There is one thing to manage the execution of a strategy properly, and completely another to go with a strategy that is a sure shot guarantee for a failure. Pakistan’s current Asia Cup campaign has been a combination of the two, as has been defined by the two poundings against India and the near defeat against Afghanistan.
What that means is that not only have Pakistan approached their matches – especially against India – with a mindset that has failure written all over it, the team has not been able to implement that negative, ancient strategy that has long been abandoned in limited-overs cricket.
It is evident that the Pakistani think tank – which should mean coach Mickey Arthur and captain Sarfraz Ahmed – has asked the batsmen to consume time and deliveries up front and save wickets for an onslaught later on. This used to be a strategy that started to become obsolete following the turn of the millennium, but yes that one Pakistan excelled at in the 90s.
Not only do Pakistan have their combination all wrong given that Imam-ul-Haq and Babar Azam feature in the top three, with neither of them possessing the ability to take it to a gear that is needed in the modern game against the top sides, but somehow the team management thought best to ask Fakhar Zaman to shun his own game as well.
Given that even if the strategy worked as the management had planned, Pakistan could’ve scored 260-270 at best in their allotted 50 overs. And given the mockery that the Indian opening pair made of the 237 that Pakistan ended up scoring even if Pakistan had scored what they had strived to achieve, it wouldn’t have made too much of a difference in the eventual thumping.
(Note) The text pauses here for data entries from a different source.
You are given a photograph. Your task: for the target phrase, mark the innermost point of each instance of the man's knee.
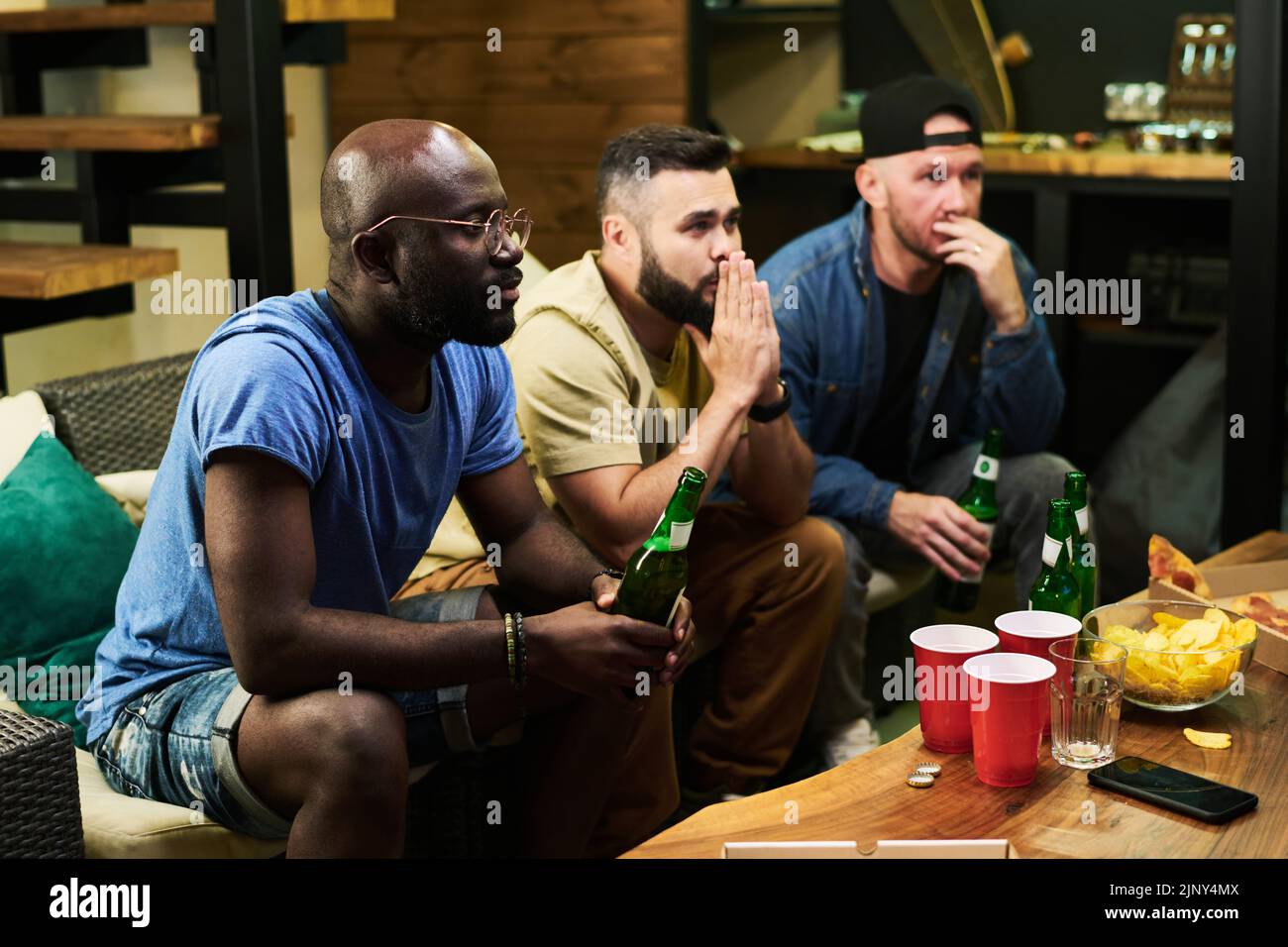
(1037, 475)
(488, 608)
(362, 735)
(822, 551)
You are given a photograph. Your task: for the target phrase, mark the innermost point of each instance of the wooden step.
(181, 13)
(108, 132)
(50, 270)
(112, 132)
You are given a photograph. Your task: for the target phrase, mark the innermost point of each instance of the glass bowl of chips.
(1180, 655)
What makes this strategy even more appalling is the fact that Pakistan’s most prominent ODI triumph for two and a half decades – the Champions Trophy win last year – came through a completely contrasting approach, with the same opposition overcome in the final.
If Pakistan do bat first – which they arguably should not have done in either match against India after winning the toss – the aim should be to score well in excess of 300. That absolutely cannot happen with the approach that Imam-ul-Haq and Babar Azam bring to the table. Their averages and centuries mean nothing if they are completely at odds against sides that are not West Indies, Sri Lanka or Zimbabwe.
Having asked Fakhar to shackle himself, Sarfraz came up with the same approach from himself as well, having chosen to play at four. Sarfraz should actually open the innings with Fakhar, if Babar Azam is supposed to come at number three – so that there isn’t an overkill of anchors in the side.
Even at 36, Shoaib Malik remains by far the player most equipped to dealing with the requirements of ODI cricket. Asif Ali can be groomed into one as well, if he can complement his big hitting with the ability to rotate strike as well. The lack of rotation, even when on the defensive, exhibited by other top order batsmen is mindboggling as well.
Unfortunate Pakistan cricket seems to be stuck in T20 or Test modes, with the management still unsure about approaching modern day ODI cricket. They need to gear up for the virtual semifinal against Bangladesh on Wednesday, where a completely contrasting approach needs to be exhibited to give Pakistan any glimmer in the final against India – should they beat Bangladesh and qualify.